Now, there may not have been a great deal of truth to such stories, but other things were undoubtedly true. I knew them firsthand. For we had lost peasants, servants, and on occasion a visitor or two in the dark hollows of the swamp. Indeed, a band of visitors—a party of five dwarves from Garnet who came to visit Father the summer I was seven—had reached the far edge of the swamp when they decided to lie down and pass the evening in safety before continuing a journey they figured would be too dangerous in the dark. They awoke the next morning to find themselves surrounded by swamp, which had reached out to cover them in the night. Two of their party were missing, and though Father combed the outskirts of the swamp that afternoon and again the following morning, combed it with servants and torches and dogs and shouting, we never heard what befell those dwarves, nor anyone else who strayed into the swamp and lost his way. Such events brought about healthy respect, even a fear, for the green swath Gileandos had marked on the map in his study, the spot he enlarged every spring as the marsh swallowed the countryside. That night we slept fitfully. Several times I woke to see Bayard pacing at the edge of the clearing and at the edge of the light from our small fire, his hands clasped behind him as though they were tied together. There were no stars visible beneath this canopy of leaves and vines, so the night was dark without and within. After finally getting to sleep in the early morning, I awoke to see Bayard crouching over me, looking down upon me pensively.
“Sir?”
“Galen, if tomorrow brings some form of. . . severe punishment . . .”
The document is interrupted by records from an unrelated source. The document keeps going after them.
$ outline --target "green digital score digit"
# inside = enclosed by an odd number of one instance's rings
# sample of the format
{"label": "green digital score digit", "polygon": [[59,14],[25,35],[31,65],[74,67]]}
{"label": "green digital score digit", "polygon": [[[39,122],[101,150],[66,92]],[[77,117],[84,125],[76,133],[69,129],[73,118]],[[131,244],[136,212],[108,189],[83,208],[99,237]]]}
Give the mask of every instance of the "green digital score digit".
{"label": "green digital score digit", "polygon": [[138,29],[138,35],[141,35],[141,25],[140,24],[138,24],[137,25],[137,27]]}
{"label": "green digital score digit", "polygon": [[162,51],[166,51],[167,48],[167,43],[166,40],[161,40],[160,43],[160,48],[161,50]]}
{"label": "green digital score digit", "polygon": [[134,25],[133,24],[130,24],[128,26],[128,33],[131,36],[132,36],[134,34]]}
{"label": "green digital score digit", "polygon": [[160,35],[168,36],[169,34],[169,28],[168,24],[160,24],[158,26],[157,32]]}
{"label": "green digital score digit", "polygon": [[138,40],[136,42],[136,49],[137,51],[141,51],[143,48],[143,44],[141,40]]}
For a second my spirit soared. I hoped devoutly that my companion’s innate nobility would compel him to bear the weight of that punishment, no matter how severe, and find a sly loophole by which he might send me unscathed back to Father. However, his nobility compelled him toward other things.
“If that severe punishment does come, I shall rest easily knowing you did not misunderstand something I said.”
“Yes, sir?”
“About the Lady Enid.” He slowly began to stand.
“About your betrothed, sir?”
“Yes. And that’s it. For you see, the Lady Enid isn’t really my betrothed.”
“No?”
“I mean, I’m not engaged to the Lady Enid or anything.”